〈その29.大事にしたいこと〉
今日は進学についての報告を親戚にした。
そのおじさんはもう70過ぎだが太って元気でしょっちゅう奥さん(おばちゃん)と旅行している。
生活に余裕を持てているのは若かりし頃にバリバリ働いていたとかなんとか。その後独立してそこそこのちっちゃいお店をやってたらしい。僕にとっては全て知らない昔だが。
そのおじさんはいつもニマニマ笑ってて、好きあらば僕の横腹を突いてくるような陽気なおじさんなのだ。

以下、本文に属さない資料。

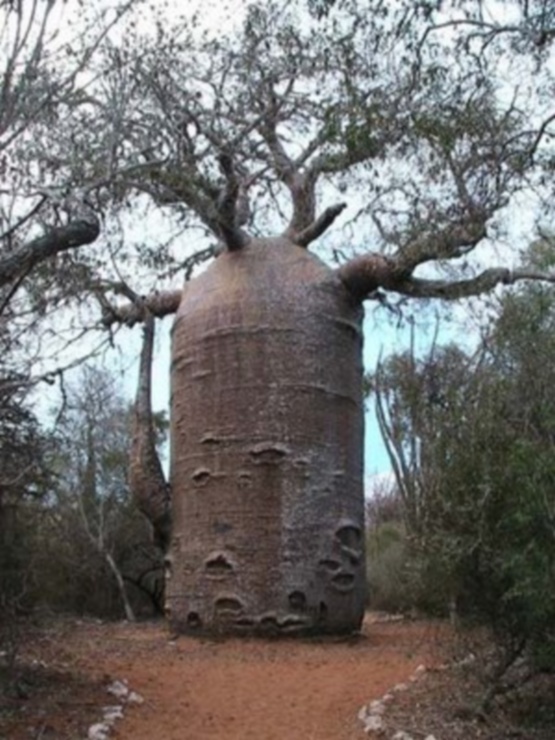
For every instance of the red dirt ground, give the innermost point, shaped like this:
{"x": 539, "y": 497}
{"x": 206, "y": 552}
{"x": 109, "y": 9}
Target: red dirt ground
{"x": 200, "y": 689}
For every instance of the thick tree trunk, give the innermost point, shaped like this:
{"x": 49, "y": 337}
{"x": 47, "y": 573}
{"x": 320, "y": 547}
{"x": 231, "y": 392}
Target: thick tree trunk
{"x": 146, "y": 477}
{"x": 267, "y": 431}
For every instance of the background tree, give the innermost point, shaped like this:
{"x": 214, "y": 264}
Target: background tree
{"x": 470, "y": 438}
{"x": 235, "y": 133}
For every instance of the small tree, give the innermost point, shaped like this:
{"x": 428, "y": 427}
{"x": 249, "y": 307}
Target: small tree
{"x": 243, "y": 136}
{"x": 472, "y": 447}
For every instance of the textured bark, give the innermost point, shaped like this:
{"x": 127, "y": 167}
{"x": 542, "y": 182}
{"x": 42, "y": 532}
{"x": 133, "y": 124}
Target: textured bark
{"x": 267, "y": 431}
{"x": 146, "y": 477}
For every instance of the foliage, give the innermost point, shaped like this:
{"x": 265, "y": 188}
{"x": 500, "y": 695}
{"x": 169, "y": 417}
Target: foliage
{"x": 471, "y": 439}
{"x": 68, "y": 546}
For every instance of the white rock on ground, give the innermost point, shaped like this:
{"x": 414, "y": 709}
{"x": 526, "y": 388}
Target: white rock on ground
{"x": 100, "y": 731}
{"x": 374, "y": 723}
{"x": 111, "y": 714}
{"x": 119, "y": 689}
{"x": 362, "y": 713}
{"x": 135, "y": 698}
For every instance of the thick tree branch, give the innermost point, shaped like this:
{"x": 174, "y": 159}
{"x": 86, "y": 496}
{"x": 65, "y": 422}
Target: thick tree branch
{"x": 452, "y": 241}
{"x": 319, "y": 226}
{"x": 364, "y": 275}
{"x": 60, "y": 239}
{"x": 158, "y": 304}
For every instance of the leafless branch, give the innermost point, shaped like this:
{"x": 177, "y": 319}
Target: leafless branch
{"x": 59, "y": 239}
{"x": 319, "y": 226}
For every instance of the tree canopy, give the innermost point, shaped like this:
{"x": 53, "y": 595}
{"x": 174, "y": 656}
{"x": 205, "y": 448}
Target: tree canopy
{"x": 414, "y": 127}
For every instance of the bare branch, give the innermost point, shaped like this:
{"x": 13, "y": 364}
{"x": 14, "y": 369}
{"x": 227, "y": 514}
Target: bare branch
{"x": 158, "y": 304}
{"x": 232, "y": 211}
{"x": 365, "y": 274}
{"x": 452, "y": 241}
{"x": 481, "y": 283}
{"x": 319, "y": 226}
{"x": 60, "y": 239}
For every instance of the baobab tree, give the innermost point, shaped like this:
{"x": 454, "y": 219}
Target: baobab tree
{"x": 266, "y": 380}
{"x": 304, "y": 116}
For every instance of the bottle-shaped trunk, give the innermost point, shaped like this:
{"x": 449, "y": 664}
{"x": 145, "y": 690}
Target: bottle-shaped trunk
{"x": 267, "y": 432}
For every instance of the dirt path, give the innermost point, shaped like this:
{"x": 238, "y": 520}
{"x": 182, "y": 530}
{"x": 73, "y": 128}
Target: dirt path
{"x": 241, "y": 689}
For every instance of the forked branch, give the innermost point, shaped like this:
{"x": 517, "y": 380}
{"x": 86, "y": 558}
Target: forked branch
{"x": 158, "y": 304}
{"x": 314, "y": 230}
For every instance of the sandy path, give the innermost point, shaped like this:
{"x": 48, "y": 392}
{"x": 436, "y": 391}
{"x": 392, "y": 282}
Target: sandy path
{"x": 241, "y": 689}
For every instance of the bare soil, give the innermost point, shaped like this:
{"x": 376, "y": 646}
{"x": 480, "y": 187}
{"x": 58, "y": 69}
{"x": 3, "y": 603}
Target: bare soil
{"x": 240, "y": 689}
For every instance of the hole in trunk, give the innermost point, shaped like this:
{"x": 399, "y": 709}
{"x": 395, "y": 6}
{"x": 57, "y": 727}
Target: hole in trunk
{"x": 268, "y": 454}
{"x": 168, "y": 565}
{"x": 269, "y": 622}
{"x": 297, "y": 601}
{"x": 349, "y": 535}
{"x": 229, "y": 605}
{"x": 218, "y": 564}
{"x": 329, "y": 564}
{"x": 201, "y": 476}
{"x": 193, "y": 620}
{"x": 343, "y": 580}
{"x": 209, "y": 439}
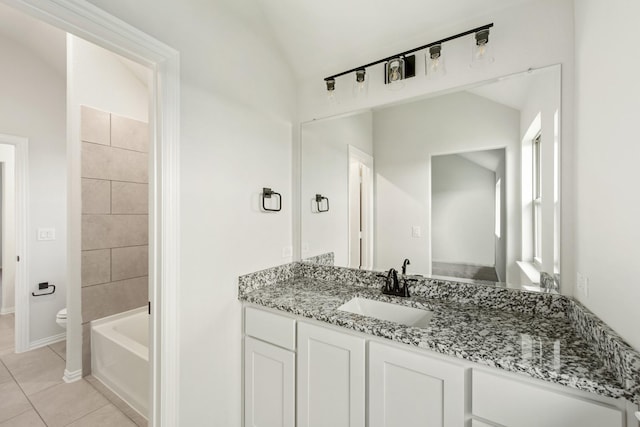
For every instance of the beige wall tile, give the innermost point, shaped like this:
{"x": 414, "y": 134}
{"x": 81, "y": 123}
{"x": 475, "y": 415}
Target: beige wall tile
{"x": 95, "y": 126}
{"x": 65, "y": 403}
{"x": 104, "y": 300}
{"x": 101, "y": 162}
{"x": 129, "y": 262}
{"x": 96, "y": 267}
{"x": 96, "y": 196}
{"x": 86, "y": 347}
{"x": 129, "y": 198}
{"x": 130, "y": 134}
{"x": 113, "y": 231}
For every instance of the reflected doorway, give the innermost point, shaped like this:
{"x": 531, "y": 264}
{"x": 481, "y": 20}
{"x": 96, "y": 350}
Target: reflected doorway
{"x": 360, "y": 209}
{"x": 467, "y": 211}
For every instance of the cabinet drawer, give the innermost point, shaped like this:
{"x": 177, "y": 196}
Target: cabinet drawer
{"x": 270, "y": 327}
{"x": 513, "y": 403}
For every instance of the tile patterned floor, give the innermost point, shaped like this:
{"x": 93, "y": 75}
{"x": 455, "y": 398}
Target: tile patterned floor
{"x": 32, "y": 392}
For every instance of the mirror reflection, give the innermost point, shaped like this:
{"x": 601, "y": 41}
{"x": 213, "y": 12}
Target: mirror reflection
{"x": 464, "y": 184}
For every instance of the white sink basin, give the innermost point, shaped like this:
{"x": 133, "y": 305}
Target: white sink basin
{"x": 407, "y": 316}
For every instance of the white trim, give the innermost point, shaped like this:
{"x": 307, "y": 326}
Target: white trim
{"x": 72, "y": 376}
{"x": 21, "y": 305}
{"x": 85, "y": 20}
{"x": 7, "y": 310}
{"x": 42, "y": 342}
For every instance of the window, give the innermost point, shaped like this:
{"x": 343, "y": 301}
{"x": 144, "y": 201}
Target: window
{"x": 537, "y": 200}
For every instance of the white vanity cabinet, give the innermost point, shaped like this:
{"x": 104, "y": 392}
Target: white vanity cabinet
{"x": 410, "y": 389}
{"x": 269, "y": 369}
{"x": 304, "y": 374}
{"x": 331, "y": 378}
{"x": 505, "y": 401}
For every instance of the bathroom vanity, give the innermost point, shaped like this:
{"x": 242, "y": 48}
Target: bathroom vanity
{"x": 487, "y": 356}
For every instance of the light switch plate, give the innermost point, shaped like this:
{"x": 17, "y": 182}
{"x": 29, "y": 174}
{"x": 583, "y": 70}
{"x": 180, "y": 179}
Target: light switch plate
{"x": 287, "y": 252}
{"x": 582, "y": 283}
{"x": 46, "y": 234}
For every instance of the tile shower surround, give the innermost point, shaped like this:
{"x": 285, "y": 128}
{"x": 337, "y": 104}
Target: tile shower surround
{"x": 594, "y": 358}
{"x": 114, "y": 217}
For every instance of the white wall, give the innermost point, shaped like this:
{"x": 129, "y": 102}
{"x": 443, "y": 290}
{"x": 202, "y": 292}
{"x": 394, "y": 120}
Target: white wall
{"x": 462, "y": 211}
{"x": 32, "y": 105}
{"x": 501, "y": 242}
{"x": 404, "y": 139}
{"x": 1, "y": 184}
{"x": 99, "y": 79}
{"x": 325, "y": 170}
{"x": 606, "y": 158}
{"x": 237, "y": 106}
{"x": 8, "y": 281}
{"x": 529, "y": 35}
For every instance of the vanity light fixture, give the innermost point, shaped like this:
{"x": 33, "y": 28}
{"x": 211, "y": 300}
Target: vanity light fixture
{"x": 481, "y": 53}
{"x": 361, "y": 85}
{"x": 331, "y": 88}
{"x": 434, "y": 62}
{"x": 395, "y": 70}
{"x": 402, "y": 65}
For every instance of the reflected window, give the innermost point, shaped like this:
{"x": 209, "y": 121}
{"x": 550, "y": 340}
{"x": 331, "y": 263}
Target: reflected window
{"x": 537, "y": 200}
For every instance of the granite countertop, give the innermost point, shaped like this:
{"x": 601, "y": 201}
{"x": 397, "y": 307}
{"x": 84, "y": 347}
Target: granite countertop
{"x": 540, "y": 346}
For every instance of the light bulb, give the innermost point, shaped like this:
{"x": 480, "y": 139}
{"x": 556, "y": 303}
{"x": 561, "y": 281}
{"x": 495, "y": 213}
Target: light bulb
{"x": 395, "y": 73}
{"x": 331, "y": 90}
{"x": 481, "y": 53}
{"x": 435, "y": 62}
{"x": 361, "y": 84}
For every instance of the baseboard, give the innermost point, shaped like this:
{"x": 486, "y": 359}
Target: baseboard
{"x": 7, "y": 310}
{"x": 70, "y": 377}
{"x": 48, "y": 340}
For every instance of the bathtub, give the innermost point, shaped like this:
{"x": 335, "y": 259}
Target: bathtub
{"x": 120, "y": 356}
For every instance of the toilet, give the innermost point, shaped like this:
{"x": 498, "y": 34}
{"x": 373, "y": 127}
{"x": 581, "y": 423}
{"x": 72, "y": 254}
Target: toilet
{"x": 61, "y": 318}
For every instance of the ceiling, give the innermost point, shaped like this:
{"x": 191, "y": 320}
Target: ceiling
{"x": 45, "y": 41}
{"x": 329, "y": 36}
{"x": 488, "y": 159}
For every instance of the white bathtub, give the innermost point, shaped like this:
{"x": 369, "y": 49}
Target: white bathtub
{"x": 120, "y": 356}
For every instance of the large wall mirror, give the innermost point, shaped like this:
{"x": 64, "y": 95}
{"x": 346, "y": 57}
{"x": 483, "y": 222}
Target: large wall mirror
{"x": 464, "y": 184}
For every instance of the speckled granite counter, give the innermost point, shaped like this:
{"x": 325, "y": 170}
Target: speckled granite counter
{"x": 533, "y": 334}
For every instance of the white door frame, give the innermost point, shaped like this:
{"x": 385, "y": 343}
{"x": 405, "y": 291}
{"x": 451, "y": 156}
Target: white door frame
{"x": 91, "y": 23}
{"x": 21, "y": 304}
{"x": 367, "y": 201}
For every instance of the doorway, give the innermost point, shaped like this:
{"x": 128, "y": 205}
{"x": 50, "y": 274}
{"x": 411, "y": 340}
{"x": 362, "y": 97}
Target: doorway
{"x": 92, "y": 24}
{"x": 467, "y": 215}
{"x": 360, "y": 209}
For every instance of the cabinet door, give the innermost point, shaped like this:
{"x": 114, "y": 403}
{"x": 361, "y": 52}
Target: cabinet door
{"x": 511, "y": 402}
{"x": 407, "y": 389}
{"x": 269, "y": 385}
{"x": 331, "y": 378}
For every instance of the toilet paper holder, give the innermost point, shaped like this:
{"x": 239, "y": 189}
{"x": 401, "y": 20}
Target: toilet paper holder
{"x": 43, "y": 286}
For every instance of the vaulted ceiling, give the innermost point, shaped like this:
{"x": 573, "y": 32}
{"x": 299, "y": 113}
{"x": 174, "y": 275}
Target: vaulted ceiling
{"x": 329, "y": 36}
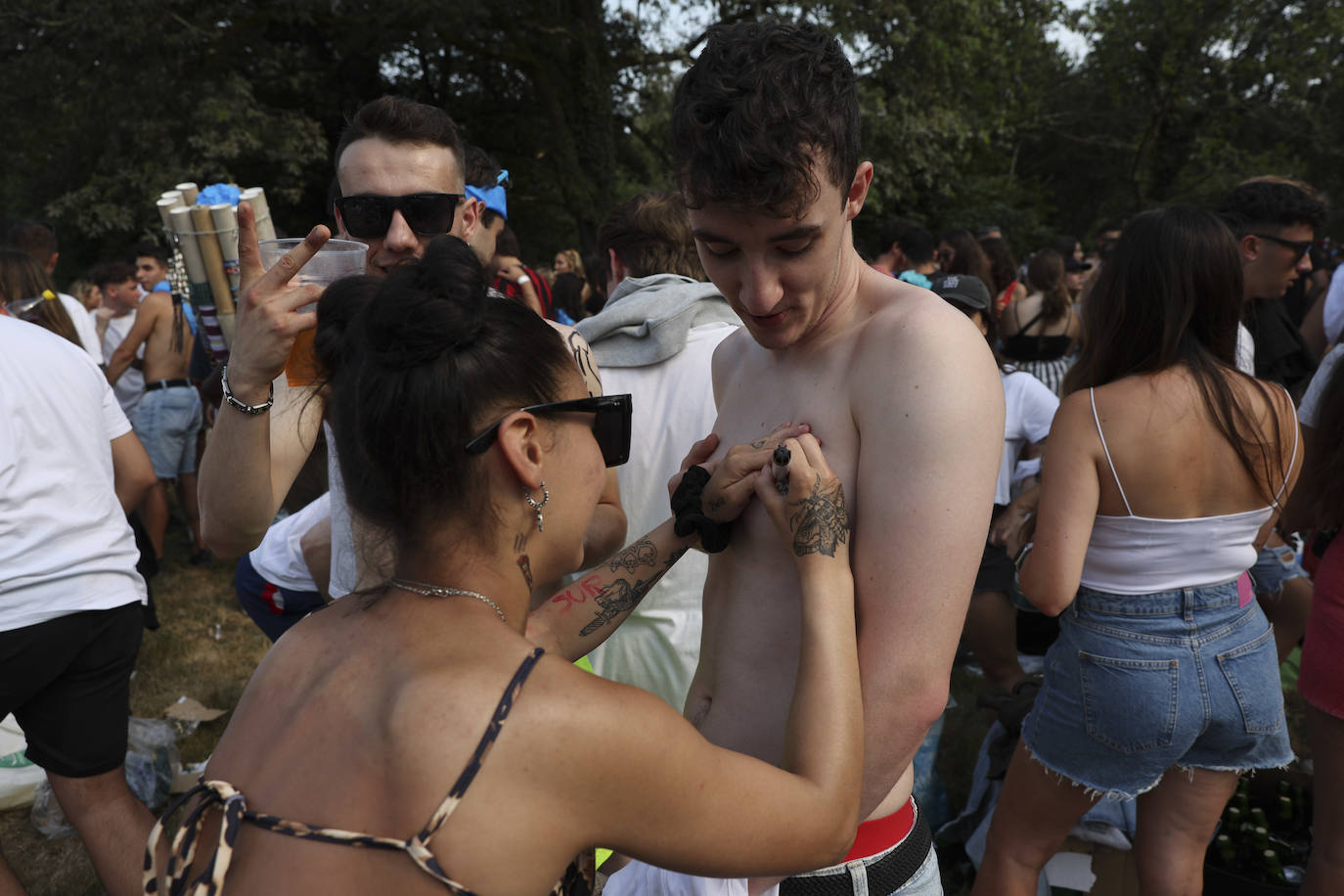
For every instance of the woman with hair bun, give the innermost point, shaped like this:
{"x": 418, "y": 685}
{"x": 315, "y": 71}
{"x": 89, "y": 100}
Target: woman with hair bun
{"x": 1045, "y": 342}
{"x": 421, "y": 722}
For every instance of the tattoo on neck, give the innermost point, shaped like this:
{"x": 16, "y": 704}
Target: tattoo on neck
{"x": 643, "y": 553}
{"x": 820, "y": 521}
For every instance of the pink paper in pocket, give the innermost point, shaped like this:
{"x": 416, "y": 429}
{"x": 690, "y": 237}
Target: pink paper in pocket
{"x": 1245, "y": 593}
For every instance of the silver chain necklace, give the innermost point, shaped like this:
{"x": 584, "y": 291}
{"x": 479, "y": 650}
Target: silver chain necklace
{"x": 442, "y": 591}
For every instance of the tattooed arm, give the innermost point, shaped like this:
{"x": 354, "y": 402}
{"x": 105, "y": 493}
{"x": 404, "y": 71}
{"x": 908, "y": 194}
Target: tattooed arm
{"x": 579, "y": 618}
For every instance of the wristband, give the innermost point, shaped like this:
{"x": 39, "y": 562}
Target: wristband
{"x": 690, "y": 515}
{"x": 251, "y": 410}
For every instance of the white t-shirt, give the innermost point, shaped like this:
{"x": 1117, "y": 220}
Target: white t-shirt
{"x": 65, "y": 543}
{"x": 280, "y": 558}
{"x": 85, "y": 328}
{"x": 1028, "y": 411}
{"x": 1309, "y": 411}
{"x": 1245, "y": 351}
{"x": 130, "y": 384}
{"x": 1333, "y": 310}
{"x": 657, "y": 648}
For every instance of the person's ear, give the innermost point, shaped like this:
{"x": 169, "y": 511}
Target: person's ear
{"x": 858, "y": 191}
{"x": 520, "y": 439}
{"x": 1250, "y": 247}
{"x": 618, "y": 270}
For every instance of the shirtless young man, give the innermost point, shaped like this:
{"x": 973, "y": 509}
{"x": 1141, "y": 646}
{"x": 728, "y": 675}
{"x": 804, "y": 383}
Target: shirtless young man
{"x": 899, "y": 388}
{"x": 399, "y": 168}
{"x": 167, "y": 418}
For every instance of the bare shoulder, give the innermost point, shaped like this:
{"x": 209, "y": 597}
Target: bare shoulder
{"x": 915, "y": 345}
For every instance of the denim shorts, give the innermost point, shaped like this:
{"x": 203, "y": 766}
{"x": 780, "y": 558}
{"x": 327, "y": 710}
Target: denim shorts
{"x": 167, "y": 422}
{"x": 1138, "y": 684}
{"x": 1273, "y": 567}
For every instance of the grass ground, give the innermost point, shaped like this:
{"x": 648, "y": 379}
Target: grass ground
{"x": 184, "y": 657}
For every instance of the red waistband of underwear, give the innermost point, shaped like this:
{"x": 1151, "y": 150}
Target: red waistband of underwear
{"x": 883, "y": 833}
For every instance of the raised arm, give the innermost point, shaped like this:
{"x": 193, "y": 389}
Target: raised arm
{"x": 252, "y": 458}
{"x": 931, "y": 432}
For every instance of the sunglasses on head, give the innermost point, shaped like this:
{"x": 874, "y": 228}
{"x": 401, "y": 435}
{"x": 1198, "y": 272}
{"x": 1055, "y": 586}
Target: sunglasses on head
{"x": 369, "y": 216}
{"x": 610, "y": 425}
{"x": 1300, "y": 247}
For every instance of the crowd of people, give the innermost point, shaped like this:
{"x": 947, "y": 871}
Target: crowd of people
{"x": 764, "y": 482}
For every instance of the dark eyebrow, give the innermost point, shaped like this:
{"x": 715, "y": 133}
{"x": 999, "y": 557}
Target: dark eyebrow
{"x": 797, "y": 233}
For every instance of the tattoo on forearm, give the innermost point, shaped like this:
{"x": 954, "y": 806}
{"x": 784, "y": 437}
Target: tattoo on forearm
{"x": 643, "y": 553}
{"x": 614, "y": 600}
{"x": 820, "y": 521}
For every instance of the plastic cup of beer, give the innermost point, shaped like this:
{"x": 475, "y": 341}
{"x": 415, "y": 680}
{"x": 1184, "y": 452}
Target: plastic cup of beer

そんなおじさん。いつものようにニマニマ話を聞き、"そりゃめでてぇや"なんていいながらお祝いを用意してくれた。
そのあとはいつも通り地元の話を聞いたり僕の近況を話したり。
そんな中で一瞬彼の顔のニマニマが止まり、真面目な言葉をおっしゃった。
"金、金、って追っかける奴は大抵そんな金は握れねぇんだな。頑張って頑張ってとにかくやった奴が気づいたら後からもらえるんだな。
難しいんさね。でも頑張れば後からついてくんのが結果なんだな。
進学するのはすごい。いっぱい勉強して偉ぇ人になるんだな。でも社会に出たら実力だかんな。頑張るんだぞ。"
そう言ってニマニマした顔に戻って腹をポンと叩いてきた。
僕の前ではただの小太りなおじいさんだが、色々知っているのだろう。大事なことを聞いた気がする。
なにをどう頑張るかよりとにかくやってみろ。結果なんかどうにでもなるさ。人生なげぇんだから。
確かになあ。
あんまり豊かな家庭ではないけど、金の亡者にはならずに済んでいるのはこういう家系だからなのかな。古臭い考えもありだと思える。ホウチガでそんな思いを共有したい。